The real challenges come into play with highly complex business requirements, the complicated business rules to meet those requirements, and the impact after those rules are written:
- Building rules to meet very complicated requirements can be time-consuming and challenging for someone who is not well versed in logic writing — such as Excel functions, coding, etc.
- Troubleshooting the output of a complicated rule can be difficult.
- Rithum can typically decode what is happening, but it may take longer to read, decode, and identify the problem with the logic written.
- Complicated rules process less efficiently than simple rules and basic mappings.
- Chances are higher you will see unexpected differences in how a product is presented between your own website vs. other marketplaces, simply based on how a rule is written.
- When you experience staff turnover in those who built and maintain the business rules and lookup lists, the next person may take longer to understand them and be prepared to make changes.
Path #2: Modify Data Prior to Importing into Rithum
If you have the resources to modify/normalize the data in your system, it is always advisable. This may not always be an inexpensive or realistic option for all sellers, but if some of the following scenarios apply to your company, then this path may be viable:
- Your brand has a limited number of products.
- You are a seller with limited inventory that you control and which does not change with great frequency.
- You have staff who are capable of normalizing the data with some direction.
- You have software designed to normalize the data automatically.

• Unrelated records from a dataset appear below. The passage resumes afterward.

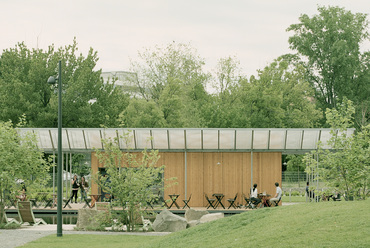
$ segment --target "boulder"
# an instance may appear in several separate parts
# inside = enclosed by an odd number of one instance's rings
[[[156,232],[176,232],[186,229],[186,219],[171,213],[167,209],[157,215],[153,223]]]
[[[206,210],[195,210],[195,209],[188,209],[185,212],[185,219],[187,222],[192,220],[200,220],[203,215],[209,214]]]
[[[190,228],[190,227],[193,227],[193,226],[196,226],[196,225],[199,225],[199,220],[191,220],[191,221],[188,221],[188,224],[187,224],[187,228]]]
[[[206,223],[206,222],[210,222],[210,221],[213,221],[213,220],[218,220],[218,219],[222,219],[224,218],[224,213],[214,213],[214,214],[206,214],[206,215],[203,215],[199,222],[200,224],[203,224],[203,223]]]
[[[79,209],[76,227],[79,229],[99,228],[101,221],[107,218],[106,211],[95,209]]]

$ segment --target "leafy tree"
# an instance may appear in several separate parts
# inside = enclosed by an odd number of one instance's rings
[[[355,135],[347,135],[347,128],[353,126],[354,112],[355,107],[349,100],[339,105],[338,110],[327,109],[327,120],[332,127],[328,143],[334,150],[324,150],[319,145],[317,151],[305,156],[309,165],[306,171],[318,175],[318,179],[345,192],[346,196],[364,199],[370,184],[370,125]]]
[[[134,83],[141,96],[163,113],[164,127],[200,126],[208,75],[202,71],[204,61],[195,49],[171,43],[139,52],[139,58],[132,63],[138,75]]]
[[[0,122],[0,222],[4,203],[19,194],[22,180],[26,187],[45,185],[50,164],[43,159],[32,133],[18,134],[11,122]]]
[[[304,14],[291,25],[290,48],[302,56],[315,97],[323,109],[335,108],[344,97],[369,111],[369,53],[360,44],[369,40],[367,15],[339,7],[318,7],[319,14]],[[360,121],[361,122],[361,121]],[[364,124],[363,122],[361,124]]]
[[[241,81],[241,117],[238,127],[314,127],[321,118],[312,101],[313,92],[305,80],[303,68],[294,56],[274,60],[259,78]]]
[[[48,50],[28,49],[24,43],[6,49],[0,57],[0,120],[17,123],[25,114],[28,126],[56,127],[58,93],[47,84],[62,60],[63,127],[115,126],[128,104],[128,96],[104,83],[94,71],[97,53],[78,55],[76,40],[71,45]],[[57,87],[57,86],[54,86]]]
[[[127,134],[120,139],[128,140]],[[123,216],[128,216],[127,230],[132,231],[142,208],[158,198],[158,191],[152,189],[162,187],[164,166],[156,167],[158,151],[144,150],[140,156],[130,151],[123,152],[116,138],[105,139],[103,144],[104,152],[96,150],[96,156],[108,176],[95,175],[95,178],[104,191],[114,196],[114,203],[122,207]]]
[[[130,104],[120,115],[124,127],[164,127],[163,112],[153,101],[131,99]]]
[[[209,128],[238,127],[236,123],[244,117],[241,112],[240,84],[246,80],[240,62],[235,57],[218,61],[211,85],[215,93],[206,98],[202,107],[205,126]]]

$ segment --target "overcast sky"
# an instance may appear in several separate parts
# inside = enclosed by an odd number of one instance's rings
[[[207,70],[231,55],[250,76],[291,52],[286,28],[318,5],[370,12],[369,0],[0,0],[0,50],[21,41],[65,46],[76,37],[84,55],[98,52],[97,69],[127,71],[138,51],[175,41],[197,49]]]

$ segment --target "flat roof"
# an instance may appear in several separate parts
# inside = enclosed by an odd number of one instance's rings
[[[19,128],[18,133],[32,132],[37,145],[46,153],[57,151],[57,128]],[[328,128],[63,128],[64,152],[104,150],[102,139],[117,138],[120,149],[163,152],[282,152],[305,153],[331,149]],[[347,135],[355,129],[348,129]],[[126,134],[126,139],[122,136]],[[338,135],[338,131],[336,132]]]

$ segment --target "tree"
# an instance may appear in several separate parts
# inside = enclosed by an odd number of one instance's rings
[[[11,122],[0,122],[0,223],[4,203],[15,199],[21,190],[19,182],[24,182],[26,187],[45,185],[49,168],[34,134],[18,134]]]
[[[315,127],[321,118],[303,68],[292,55],[275,59],[258,78],[241,81],[238,127]]]
[[[56,127],[57,86],[47,84],[57,75],[62,60],[63,127],[116,126],[128,105],[128,96],[112,83],[104,83],[101,71],[94,71],[97,53],[78,54],[77,42],[48,50],[28,49],[24,43],[6,49],[0,57],[0,120],[17,123],[25,114],[27,125]]]
[[[246,81],[242,74],[240,62],[236,57],[221,58],[218,61],[211,86],[215,93],[208,97],[202,106],[205,126],[209,128],[238,127],[236,123],[243,122],[240,111],[240,84]]]
[[[163,112],[153,101],[144,99],[131,99],[130,104],[121,113],[120,120],[124,127],[164,127]]]
[[[153,101],[163,113],[164,127],[200,126],[200,109],[208,75],[204,61],[190,45],[171,43],[139,52],[132,63],[134,82],[141,96]]]
[[[320,144],[317,151],[305,156],[309,165],[306,171],[346,196],[365,199],[370,185],[370,125],[348,135],[347,129],[353,127],[354,112],[355,107],[349,100],[339,105],[338,110],[327,109],[332,128],[328,143],[333,151],[324,150]]]
[[[120,139],[128,141],[129,137],[125,134]],[[142,208],[158,198],[157,189],[163,185],[161,175],[164,166],[157,167],[158,151],[144,150],[139,156],[121,151],[117,138],[102,141],[104,151],[96,150],[96,156],[106,168],[107,176],[95,175],[95,178],[99,186],[113,195],[115,203],[122,207],[124,216],[128,216],[127,230],[132,231]]]
[[[369,40],[367,15],[339,7],[318,7],[318,11],[311,18],[301,15],[300,23],[287,29],[294,32],[290,48],[307,61],[307,78],[316,99],[326,109],[347,97],[359,111],[369,111],[369,56],[360,50],[361,42]]]

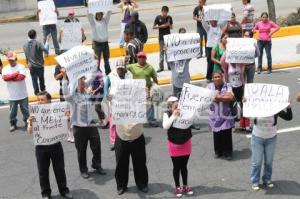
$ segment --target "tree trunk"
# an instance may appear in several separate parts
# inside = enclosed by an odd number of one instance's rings
[[[276,22],[276,10],[274,0],[267,0],[268,3],[268,10],[269,10],[269,17],[272,21]]]

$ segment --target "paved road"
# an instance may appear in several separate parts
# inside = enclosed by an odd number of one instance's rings
[[[162,5],[168,5],[170,7],[170,15],[174,19],[174,32],[180,27],[186,27],[188,31],[195,31],[196,23],[192,20],[192,12],[198,1],[196,0],[147,0],[141,1],[140,19],[147,25],[150,34],[157,34],[157,30],[152,29],[153,21],[156,15],[160,13]],[[266,0],[253,0],[252,1],[256,9],[256,17],[259,17],[260,13],[267,11]],[[237,16],[241,16],[242,4],[240,0],[210,0],[209,3],[232,3],[234,11]],[[290,12],[295,11],[296,7],[299,7],[299,0],[289,0],[288,3],[285,0],[276,0],[276,10],[278,16],[285,16]],[[118,9],[114,9],[119,11]],[[85,13],[85,11],[80,11]],[[112,16],[109,24],[109,36],[110,41],[116,43],[120,35],[120,13]],[[80,17],[84,29],[87,32],[88,40],[91,40],[91,30],[86,17]],[[59,24],[62,20],[59,21]],[[29,29],[36,29],[41,36],[41,28],[38,22],[20,22],[11,24],[0,25],[0,48],[21,49],[24,41],[27,39],[27,32]]]
[[[295,118],[291,122],[279,120],[279,128],[299,126],[300,104],[295,102],[299,91],[297,78],[300,68],[276,71],[272,75],[256,76],[257,82],[281,83],[289,86]],[[197,85],[205,85],[200,82]],[[165,94],[170,87],[163,87]],[[34,147],[31,137],[23,130],[9,133],[8,109],[0,109],[0,198],[35,199],[40,198]],[[250,189],[249,172],[250,140],[244,134],[235,133],[234,160],[224,161],[213,158],[212,134],[208,132],[207,120],[202,120],[202,129],[193,132],[193,154],[189,162],[189,184],[194,187],[195,196],[191,198],[257,198],[292,199],[300,196],[300,134],[289,132],[280,134],[274,160],[276,188],[253,192]],[[22,124],[20,124],[22,125]],[[134,186],[130,171],[129,192],[119,197],[114,180],[115,157],[109,151],[108,131],[100,130],[102,139],[103,167],[108,175],[103,177],[92,173],[89,180],[80,177],[76,151],[73,144],[63,143],[68,184],[76,199],[135,199],[135,198],[173,198],[173,179],[171,160],[166,149],[166,133],[161,128],[145,129],[147,140],[147,161],[149,168],[148,194],[141,194]],[[88,159],[91,155],[89,152]],[[57,187],[51,171],[53,194]],[[59,198],[59,197],[56,197]]]

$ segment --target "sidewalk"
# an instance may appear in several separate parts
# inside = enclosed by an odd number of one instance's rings
[[[273,68],[280,69],[286,67],[300,66],[300,55],[297,54],[297,46],[300,44],[300,36],[290,36],[290,37],[280,37],[272,40],[272,57],[273,57]],[[298,52],[299,53],[299,52]],[[265,54],[264,54],[265,55]],[[110,65],[111,68],[115,68],[115,63],[118,58],[111,58]],[[159,54],[158,53],[148,53],[148,63],[151,64],[156,70],[158,69]],[[264,65],[267,60],[264,56]],[[103,63],[101,65],[102,70]],[[52,94],[57,94],[59,90],[59,82],[54,79],[54,68],[55,66],[45,67],[45,82],[47,91]],[[167,65],[165,64],[165,71],[158,74],[158,79],[160,84],[168,84],[171,81],[171,72],[166,71]],[[33,96],[33,87],[31,82],[30,73],[27,70],[26,84],[29,96]],[[201,59],[193,59],[190,63],[190,74],[193,80],[200,80],[205,77],[206,74],[206,57]],[[0,88],[6,89],[4,81],[0,81]],[[5,90],[6,91],[6,90]],[[0,99],[7,101],[7,92],[0,93]],[[31,100],[35,98],[31,97]]]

The benefits you will see are not exclusive to your Rithum integration, though, which makes the proposition of executing this path much more attractive:
- Consistent data will benefit all of your partners, including your own website.
- Simpler rules and less time will be spent in each platform to convert the data for channel or other platform requirements.
- It will be faster to locate data in products in each of the platforms if formatted consistently.
- It will be easier to pinpoint and identify issues with data and logic because rules and lookup lists will be rudimentary.
Path #3: A Combination of Paths 1 & 2
If we are honest (and we are), the most realistic scenario to address data inconsistencies is going to be a combination of data preparation prior to providing it to Rithum and the use of business rules and lookup lists for the more basic business logic. This way, you’ll benefit from the features of Rithum and still have access to benefits gleaned from the data preparation.
In the final post of this series, we will review data delivery and methodology to provide more context on the topic of data communication. After all, understanding the data, how it is cleaned up and normalized is of little benefit if you can’t share it.